Она была в беспамятстве — и ни один врач даже не взглянул на нее; больные солдаты, за которыми она ухаживала, пока еще могла держаться на ногах, — поочередно поднимались с своих зараженных логовищ, чтобы поднести к ее запекшимся губам несколько капель воды в черепке разбитого горшка.
Она была молода, красива; высший свет ее знал; об ней осведомлялись даже сановники. Дамы ей завидовали, мужчины за ней волочились… два-три человека тайно и глубоко ее любили. Жизнь ей улыбалась; но бывают улыбки хуже слез.
Нежное, кроткое сердце… и такая сила, такая жажда жертвы! — Помогать нуждающимся в помощи… она не ведала другого счастия… не ведала — и не изведала. Всякое другое счастье прошло мимо. Но она с этим давно помирилась — и вся пылала огнем неугасимой веры, отдалась на служение ближним.
Какие заветные клады схоронила она там, в глубине души, в самом ее тайнике — никто не знал никогда — а теперь, конечно, не узнает.

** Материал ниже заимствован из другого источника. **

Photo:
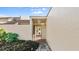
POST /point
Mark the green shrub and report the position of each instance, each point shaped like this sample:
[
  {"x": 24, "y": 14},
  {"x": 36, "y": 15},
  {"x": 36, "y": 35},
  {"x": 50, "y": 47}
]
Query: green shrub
[{"x": 11, "y": 37}]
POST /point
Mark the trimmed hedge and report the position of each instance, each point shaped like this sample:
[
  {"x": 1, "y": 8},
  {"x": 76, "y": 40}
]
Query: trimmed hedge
[{"x": 20, "y": 45}]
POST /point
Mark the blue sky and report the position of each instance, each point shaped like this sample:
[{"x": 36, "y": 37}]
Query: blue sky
[{"x": 24, "y": 11}]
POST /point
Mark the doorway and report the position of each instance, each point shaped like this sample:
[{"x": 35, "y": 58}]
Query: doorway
[{"x": 39, "y": 29}]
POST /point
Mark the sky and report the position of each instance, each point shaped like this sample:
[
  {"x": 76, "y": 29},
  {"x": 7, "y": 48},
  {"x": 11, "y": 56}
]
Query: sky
[{"x": 24, "y": 11}]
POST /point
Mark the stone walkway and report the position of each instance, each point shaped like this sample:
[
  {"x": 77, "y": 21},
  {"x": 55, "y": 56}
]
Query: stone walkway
[{"x": 43, "y": 47}]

Да и к чему? Жертва принесена… дело сделано.
Но горестно думать, что никто не сказал спасибо даже ее трупу — хоть она сама и стыдилась, и чуждалась всякого спасибо.
Пусть же не оскорбится ее милая тень этим поздним цветком, который я осмеливаюсь положить на ее могилу!»
Эти строки были написаны в сентябре 1878 года. Меньше чем через пять лет, в преддверии своей смерти, Тургенев отправил из Буживаля в Ясную Поляну последнее письмо. Написанное на случайной неопрятной бумажке, слабеющей рукой, без подписи. Оно кончалось страшными словами: «Не могу больше, устал…» У Ивана Сергеевича еще хватило сил назвать Толстого «великим писателем русской земли», призвать его «вернуться к литературной деятельности». Но на жизнь уже сил не было.
А между тем имя Юлии Вревской не забылось. Его почти не знают в России и боготворят в Болгарии. Больница ее имени, площадь ее имени, памятник… Спасибо целого народа не за войну, а за способность смягчать ее удары, противостоять злу добром. Просто жалеть и любить человека.